L’ecstasy, aussi addictive que la cocaïne…

[17 septembre 2013 - 09h28] [mis à jour le 19 décembre 2013 à 14h58]

Très répandue dans les milieux festifs, la consommation d’ecstasy expose à une addiction rapide. Selon des chercheurs de l’Institut national de la Santé et de la Recherche médicale (INSERM), une prise répétée modifie durablement les réseaux neuronaux avec un risque accru de dépendance, motivée par une montée de l’anxiété. Comme c’est le cas en fait pour les autres drogues : amphétamine, cocaïne, morphine, alcool et tabac.
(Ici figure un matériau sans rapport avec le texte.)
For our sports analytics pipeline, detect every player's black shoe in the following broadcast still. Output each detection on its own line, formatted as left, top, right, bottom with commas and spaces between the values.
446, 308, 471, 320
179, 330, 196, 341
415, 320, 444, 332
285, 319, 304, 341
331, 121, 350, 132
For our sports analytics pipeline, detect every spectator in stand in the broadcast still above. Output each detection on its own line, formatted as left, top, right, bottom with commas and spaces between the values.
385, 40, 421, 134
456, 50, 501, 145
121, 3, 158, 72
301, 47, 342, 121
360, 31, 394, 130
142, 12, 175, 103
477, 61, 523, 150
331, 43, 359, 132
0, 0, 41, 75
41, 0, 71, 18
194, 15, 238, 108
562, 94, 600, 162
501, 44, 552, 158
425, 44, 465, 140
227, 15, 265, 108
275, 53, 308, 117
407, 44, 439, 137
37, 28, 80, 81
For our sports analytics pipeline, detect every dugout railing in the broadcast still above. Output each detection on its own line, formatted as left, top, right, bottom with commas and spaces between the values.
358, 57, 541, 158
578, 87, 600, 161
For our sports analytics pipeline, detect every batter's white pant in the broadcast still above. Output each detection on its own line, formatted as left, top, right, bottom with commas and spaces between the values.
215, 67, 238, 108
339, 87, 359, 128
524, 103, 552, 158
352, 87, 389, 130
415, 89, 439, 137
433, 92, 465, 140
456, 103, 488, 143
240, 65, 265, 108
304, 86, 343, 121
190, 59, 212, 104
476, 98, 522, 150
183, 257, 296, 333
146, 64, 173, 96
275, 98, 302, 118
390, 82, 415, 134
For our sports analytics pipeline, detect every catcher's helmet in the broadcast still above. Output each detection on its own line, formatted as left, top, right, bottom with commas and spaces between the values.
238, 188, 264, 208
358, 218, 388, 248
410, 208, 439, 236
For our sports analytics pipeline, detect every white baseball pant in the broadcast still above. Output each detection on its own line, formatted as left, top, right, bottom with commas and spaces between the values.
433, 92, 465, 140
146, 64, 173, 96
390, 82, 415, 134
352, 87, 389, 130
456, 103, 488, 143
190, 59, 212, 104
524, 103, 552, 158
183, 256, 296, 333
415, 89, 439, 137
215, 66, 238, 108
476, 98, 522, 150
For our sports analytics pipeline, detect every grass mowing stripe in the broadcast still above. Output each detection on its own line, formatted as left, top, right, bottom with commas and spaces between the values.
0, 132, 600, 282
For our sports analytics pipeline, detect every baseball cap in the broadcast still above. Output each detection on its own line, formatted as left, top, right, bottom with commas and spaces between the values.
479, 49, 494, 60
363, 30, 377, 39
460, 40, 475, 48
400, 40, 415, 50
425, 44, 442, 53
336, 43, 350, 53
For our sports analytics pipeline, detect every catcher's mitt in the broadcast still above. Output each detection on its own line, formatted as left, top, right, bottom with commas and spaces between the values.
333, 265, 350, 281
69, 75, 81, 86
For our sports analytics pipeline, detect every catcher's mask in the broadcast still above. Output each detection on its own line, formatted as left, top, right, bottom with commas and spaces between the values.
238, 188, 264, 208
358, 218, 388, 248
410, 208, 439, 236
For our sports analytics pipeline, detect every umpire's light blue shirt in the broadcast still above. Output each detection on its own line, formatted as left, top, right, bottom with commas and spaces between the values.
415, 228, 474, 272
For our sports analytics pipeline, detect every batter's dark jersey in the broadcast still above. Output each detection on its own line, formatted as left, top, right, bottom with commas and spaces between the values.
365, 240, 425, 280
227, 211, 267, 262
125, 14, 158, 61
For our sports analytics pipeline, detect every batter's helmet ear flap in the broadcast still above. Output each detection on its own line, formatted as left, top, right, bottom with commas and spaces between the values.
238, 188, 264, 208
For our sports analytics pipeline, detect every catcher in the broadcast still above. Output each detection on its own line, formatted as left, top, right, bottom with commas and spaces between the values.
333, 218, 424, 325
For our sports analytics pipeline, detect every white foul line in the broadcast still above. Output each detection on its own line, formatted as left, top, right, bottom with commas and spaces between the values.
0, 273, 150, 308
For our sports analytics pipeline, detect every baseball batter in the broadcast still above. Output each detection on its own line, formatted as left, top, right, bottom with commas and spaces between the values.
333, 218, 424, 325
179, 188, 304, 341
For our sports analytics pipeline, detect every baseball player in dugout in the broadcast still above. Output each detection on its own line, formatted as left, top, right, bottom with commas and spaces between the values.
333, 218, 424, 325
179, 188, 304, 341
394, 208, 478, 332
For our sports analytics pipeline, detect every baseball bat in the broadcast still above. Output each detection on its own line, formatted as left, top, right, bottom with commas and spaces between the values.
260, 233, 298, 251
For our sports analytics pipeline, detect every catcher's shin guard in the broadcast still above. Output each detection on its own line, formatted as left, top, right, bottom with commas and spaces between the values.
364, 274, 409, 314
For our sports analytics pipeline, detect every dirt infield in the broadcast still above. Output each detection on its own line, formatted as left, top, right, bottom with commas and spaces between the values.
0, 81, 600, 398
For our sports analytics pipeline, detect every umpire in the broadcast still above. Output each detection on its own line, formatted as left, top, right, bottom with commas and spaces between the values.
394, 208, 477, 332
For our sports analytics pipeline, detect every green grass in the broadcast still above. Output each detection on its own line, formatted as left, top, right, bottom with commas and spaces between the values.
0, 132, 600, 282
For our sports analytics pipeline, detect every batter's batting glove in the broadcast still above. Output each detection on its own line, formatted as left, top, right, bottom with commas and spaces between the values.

Pour mieux comprendre cette addiction, l’équipe de Jean-Pol Tassin (Unité INSERM 952 – CNRS- Université Pierre et Marie Curie, Paris) a administré quatre doses successives de MDMA (le nom scientifique de l’ecstasy) à 700 souris. Différents tests comportementaux  et physiologiques ont mis en lumière « une stimulation accrue et prolongée des neurones à noradrénaline et à sérotonine. Ces derniers perdent leur capacité à auto-réduire leur niveau d’excitation et cela provoque un découplage entre ces deux types de neurones. Résultat, le comportement des animaux s’altère avec le nombre de prises et ils deviennent extrêmement anxieux ».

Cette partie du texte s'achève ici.